For let there be a larger circle ΔZΓ a smaller EHB, and A at the centre of both; let ZI be the line which the greater unrolls on its own, and HK that which the smaller unrolls on its own, equal to ZΛ. When I move the smaller circle, I move the same centre, that is A; let the larger be attached to it. When AB becomes perpendicular to HK, at the same time AΓ becomes perpendicular to ZΛ, so that it will always have completed an equal distance, namely HK for the circumference HB, and ZΛ for ZΓ. If the quarter unrolls an equal distance, it is clear that the whole circle will unroll an equal distance to the whole circle so that when the line BH comes to K, the circumference ZΓ will be ZΛ, and the whole circle will be unrolled. In the same way, when I move the large circle, fitting the small one to it, their centre being the same, AB will be perpendicular and at right angles simultaneously with AΓ, the latter to ZI, the former to HΘ. So that, when the one will have completed a line equal to HΘ, and the other to ZI, and ZA becomes again perpendicular to ZΛ, and HA to HK, so that they will be as in the beginning at Θ and I.

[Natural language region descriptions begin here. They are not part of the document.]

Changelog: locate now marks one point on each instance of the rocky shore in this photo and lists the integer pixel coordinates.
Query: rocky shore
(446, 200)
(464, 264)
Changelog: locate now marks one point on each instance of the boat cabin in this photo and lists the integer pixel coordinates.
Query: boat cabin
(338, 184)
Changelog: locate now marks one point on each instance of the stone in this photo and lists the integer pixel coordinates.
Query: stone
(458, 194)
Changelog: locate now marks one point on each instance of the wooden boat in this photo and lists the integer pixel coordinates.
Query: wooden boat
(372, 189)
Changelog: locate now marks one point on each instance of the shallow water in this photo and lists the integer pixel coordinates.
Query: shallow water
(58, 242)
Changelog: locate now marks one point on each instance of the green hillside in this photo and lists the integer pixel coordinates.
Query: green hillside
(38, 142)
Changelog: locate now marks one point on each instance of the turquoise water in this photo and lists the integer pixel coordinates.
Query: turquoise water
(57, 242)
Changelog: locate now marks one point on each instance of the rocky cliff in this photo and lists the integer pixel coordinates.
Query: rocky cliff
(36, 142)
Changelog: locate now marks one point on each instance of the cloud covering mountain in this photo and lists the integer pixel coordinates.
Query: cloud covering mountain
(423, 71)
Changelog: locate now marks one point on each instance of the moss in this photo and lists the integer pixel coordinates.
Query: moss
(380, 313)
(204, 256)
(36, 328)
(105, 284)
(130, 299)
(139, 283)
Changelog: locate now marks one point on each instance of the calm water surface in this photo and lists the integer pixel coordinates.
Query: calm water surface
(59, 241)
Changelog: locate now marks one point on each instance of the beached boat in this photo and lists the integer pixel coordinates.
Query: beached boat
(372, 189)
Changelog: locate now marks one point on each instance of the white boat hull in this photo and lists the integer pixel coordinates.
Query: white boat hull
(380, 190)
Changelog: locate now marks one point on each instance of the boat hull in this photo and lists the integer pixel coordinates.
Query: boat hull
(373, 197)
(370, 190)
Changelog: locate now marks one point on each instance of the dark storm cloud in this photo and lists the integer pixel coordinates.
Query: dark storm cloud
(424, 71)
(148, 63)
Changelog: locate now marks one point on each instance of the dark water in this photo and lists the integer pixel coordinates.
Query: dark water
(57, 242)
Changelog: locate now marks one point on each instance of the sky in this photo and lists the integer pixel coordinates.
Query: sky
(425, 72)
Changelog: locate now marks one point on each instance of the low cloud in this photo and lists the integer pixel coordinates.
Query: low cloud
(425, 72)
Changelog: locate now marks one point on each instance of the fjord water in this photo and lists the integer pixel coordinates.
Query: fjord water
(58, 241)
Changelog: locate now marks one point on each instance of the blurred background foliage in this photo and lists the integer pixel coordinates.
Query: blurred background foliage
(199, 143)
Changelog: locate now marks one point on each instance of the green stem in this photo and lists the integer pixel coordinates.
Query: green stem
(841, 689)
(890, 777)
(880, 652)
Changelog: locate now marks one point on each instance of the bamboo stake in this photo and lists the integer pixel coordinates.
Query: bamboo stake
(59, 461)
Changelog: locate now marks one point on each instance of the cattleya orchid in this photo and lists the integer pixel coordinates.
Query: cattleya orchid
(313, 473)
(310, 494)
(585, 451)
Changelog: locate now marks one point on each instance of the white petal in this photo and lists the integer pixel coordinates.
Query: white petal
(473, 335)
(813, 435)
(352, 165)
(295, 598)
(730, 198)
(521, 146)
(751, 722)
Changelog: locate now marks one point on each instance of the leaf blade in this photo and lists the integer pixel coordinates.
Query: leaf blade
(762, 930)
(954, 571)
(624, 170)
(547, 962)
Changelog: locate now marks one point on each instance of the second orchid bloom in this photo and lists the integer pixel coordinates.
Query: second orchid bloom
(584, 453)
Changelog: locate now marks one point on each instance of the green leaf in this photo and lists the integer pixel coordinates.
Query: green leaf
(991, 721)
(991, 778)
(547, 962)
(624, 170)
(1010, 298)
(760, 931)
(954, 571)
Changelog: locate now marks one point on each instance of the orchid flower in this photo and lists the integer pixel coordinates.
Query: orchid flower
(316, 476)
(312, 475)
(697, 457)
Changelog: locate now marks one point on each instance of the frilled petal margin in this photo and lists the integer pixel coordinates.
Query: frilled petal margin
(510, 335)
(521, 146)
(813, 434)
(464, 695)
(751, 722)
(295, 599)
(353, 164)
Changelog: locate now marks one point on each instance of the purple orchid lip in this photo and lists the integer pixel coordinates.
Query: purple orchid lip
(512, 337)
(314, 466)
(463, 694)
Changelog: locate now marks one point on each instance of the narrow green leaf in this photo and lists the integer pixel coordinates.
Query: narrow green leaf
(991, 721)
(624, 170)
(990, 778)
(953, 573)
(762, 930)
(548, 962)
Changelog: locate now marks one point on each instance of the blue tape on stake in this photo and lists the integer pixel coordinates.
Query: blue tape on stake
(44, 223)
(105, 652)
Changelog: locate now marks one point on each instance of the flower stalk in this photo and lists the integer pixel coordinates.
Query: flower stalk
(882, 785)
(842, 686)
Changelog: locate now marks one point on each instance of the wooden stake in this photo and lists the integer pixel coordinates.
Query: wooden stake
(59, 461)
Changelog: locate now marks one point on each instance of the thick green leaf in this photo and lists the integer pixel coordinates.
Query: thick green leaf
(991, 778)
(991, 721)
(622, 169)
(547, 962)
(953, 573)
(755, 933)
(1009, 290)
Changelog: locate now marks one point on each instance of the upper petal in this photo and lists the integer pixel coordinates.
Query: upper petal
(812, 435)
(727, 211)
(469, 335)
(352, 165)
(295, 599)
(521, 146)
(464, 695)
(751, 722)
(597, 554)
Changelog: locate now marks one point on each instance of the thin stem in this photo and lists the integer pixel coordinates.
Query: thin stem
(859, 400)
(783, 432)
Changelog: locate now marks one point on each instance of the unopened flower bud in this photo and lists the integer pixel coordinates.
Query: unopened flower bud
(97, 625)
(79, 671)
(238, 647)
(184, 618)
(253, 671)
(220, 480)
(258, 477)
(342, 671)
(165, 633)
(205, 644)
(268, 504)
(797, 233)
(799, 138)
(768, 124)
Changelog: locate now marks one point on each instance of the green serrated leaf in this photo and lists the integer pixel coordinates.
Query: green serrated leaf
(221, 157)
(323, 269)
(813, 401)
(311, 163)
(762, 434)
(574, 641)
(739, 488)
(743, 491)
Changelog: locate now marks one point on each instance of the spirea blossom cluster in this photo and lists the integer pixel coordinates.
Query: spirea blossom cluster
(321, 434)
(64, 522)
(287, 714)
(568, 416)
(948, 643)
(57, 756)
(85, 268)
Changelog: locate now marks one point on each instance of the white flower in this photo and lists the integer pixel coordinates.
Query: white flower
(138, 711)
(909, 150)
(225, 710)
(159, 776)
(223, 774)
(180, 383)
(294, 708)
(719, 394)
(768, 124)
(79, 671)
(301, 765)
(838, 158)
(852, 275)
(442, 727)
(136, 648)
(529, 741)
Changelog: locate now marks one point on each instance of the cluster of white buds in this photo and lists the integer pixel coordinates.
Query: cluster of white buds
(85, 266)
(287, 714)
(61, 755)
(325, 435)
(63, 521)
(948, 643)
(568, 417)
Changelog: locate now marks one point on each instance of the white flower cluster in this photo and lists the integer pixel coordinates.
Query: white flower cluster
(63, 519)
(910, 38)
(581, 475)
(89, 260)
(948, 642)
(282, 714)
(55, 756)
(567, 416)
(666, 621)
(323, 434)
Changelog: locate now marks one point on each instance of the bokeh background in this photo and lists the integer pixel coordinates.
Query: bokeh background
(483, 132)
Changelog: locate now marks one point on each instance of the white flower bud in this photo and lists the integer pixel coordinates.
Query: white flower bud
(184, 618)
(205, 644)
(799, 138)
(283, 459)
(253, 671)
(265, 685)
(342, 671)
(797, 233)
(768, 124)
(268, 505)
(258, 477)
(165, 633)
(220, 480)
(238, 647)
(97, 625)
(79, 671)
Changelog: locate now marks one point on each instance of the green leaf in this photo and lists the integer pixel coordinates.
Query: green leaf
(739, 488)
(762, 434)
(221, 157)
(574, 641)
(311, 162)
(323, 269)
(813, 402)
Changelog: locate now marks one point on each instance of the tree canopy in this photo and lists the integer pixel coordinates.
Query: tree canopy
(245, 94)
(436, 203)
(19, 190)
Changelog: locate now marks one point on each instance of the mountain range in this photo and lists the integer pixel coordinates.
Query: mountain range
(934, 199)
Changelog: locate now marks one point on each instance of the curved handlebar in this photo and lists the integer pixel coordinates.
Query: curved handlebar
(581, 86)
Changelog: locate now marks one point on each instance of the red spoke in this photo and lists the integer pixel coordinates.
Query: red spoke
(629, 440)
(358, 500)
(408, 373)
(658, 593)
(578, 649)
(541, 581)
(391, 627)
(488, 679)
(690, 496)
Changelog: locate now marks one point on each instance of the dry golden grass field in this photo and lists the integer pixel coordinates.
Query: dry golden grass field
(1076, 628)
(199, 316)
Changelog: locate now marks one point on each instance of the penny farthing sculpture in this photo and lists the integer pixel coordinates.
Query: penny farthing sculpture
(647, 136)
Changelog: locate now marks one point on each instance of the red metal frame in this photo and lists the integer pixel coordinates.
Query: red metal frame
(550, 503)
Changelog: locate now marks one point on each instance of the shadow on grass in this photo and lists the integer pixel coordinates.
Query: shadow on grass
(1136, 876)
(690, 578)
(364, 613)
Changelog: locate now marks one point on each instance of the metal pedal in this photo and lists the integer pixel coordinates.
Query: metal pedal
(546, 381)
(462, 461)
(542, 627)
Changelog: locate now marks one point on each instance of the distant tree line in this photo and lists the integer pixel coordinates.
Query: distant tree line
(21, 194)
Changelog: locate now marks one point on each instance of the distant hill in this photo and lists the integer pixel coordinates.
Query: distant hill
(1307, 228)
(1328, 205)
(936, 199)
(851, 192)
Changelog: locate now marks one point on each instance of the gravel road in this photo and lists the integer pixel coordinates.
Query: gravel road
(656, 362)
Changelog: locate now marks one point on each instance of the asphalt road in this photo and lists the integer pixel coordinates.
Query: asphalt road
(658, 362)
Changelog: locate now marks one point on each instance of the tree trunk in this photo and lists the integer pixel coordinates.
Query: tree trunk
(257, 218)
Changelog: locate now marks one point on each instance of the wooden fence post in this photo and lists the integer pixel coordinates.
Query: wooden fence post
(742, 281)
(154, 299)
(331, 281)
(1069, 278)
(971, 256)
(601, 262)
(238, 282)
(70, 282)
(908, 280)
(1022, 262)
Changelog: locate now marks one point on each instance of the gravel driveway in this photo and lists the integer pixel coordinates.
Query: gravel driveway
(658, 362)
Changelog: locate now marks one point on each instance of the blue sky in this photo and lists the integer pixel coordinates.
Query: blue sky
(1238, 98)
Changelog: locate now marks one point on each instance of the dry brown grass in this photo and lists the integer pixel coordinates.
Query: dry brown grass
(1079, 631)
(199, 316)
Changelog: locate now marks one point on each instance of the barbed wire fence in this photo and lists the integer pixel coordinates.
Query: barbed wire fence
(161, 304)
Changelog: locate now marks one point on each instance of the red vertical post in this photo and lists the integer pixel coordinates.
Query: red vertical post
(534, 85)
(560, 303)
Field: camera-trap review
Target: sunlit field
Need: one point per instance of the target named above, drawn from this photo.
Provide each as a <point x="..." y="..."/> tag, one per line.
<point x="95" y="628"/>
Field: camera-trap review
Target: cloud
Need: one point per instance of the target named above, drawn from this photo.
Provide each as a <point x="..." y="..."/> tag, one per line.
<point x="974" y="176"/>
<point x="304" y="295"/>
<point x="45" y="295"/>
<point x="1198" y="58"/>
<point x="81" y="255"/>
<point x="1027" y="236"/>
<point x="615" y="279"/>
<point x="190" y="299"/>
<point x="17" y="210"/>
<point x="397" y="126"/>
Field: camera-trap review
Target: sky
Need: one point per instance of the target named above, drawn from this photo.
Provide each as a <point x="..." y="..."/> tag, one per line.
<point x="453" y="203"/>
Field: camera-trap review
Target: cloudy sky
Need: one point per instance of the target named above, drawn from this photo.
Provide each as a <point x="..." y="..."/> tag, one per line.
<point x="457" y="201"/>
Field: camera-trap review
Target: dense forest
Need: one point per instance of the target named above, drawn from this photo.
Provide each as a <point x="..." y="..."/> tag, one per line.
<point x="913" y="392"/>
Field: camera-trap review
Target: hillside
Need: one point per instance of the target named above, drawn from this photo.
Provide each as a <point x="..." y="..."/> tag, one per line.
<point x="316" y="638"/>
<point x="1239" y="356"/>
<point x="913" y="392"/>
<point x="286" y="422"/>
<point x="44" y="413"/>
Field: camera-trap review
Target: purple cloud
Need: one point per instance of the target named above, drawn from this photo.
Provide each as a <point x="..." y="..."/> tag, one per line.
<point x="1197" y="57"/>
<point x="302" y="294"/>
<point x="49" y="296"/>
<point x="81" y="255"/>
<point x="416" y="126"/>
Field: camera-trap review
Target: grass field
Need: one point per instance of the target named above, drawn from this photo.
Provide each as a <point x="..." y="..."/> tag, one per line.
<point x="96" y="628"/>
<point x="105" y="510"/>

The problem is then stated:
Now since there is no stopping of the greater for the smaller so that it [the greater] remains for an interval of time at the same point, and since the smaller does not leap over any point, it is strange that the greater traverses a path equal to that of the smaller, and again that the smaller traverses a path equal to that of the larger. Furthermore, it is remarkable that, though in each case there is only one movement, the center that is moved in one case rolls a great distance and in the other a smaller distance.

=== In the Scientific Revolution ===

The mathematician Gerolamo Cardano discusses the problem of the wheel in his 1570 Opus novum de proportionibus numerorum, taking issue with the presumption of its analysis in terms of motion. Mersenne further discussed it in his 1623 Quaestiones Celeberrimae in Genesim, where he suggests that the problem can be analysed by a process of expansion and contraction of the two circles. But Mersenne remained unsatisfied with his understanding, writing:Indeed I have never been able to discover, and I do not think any one else has been able to discover whether the smaller circle touches the same point twice, or proceeds by leaps and sliding.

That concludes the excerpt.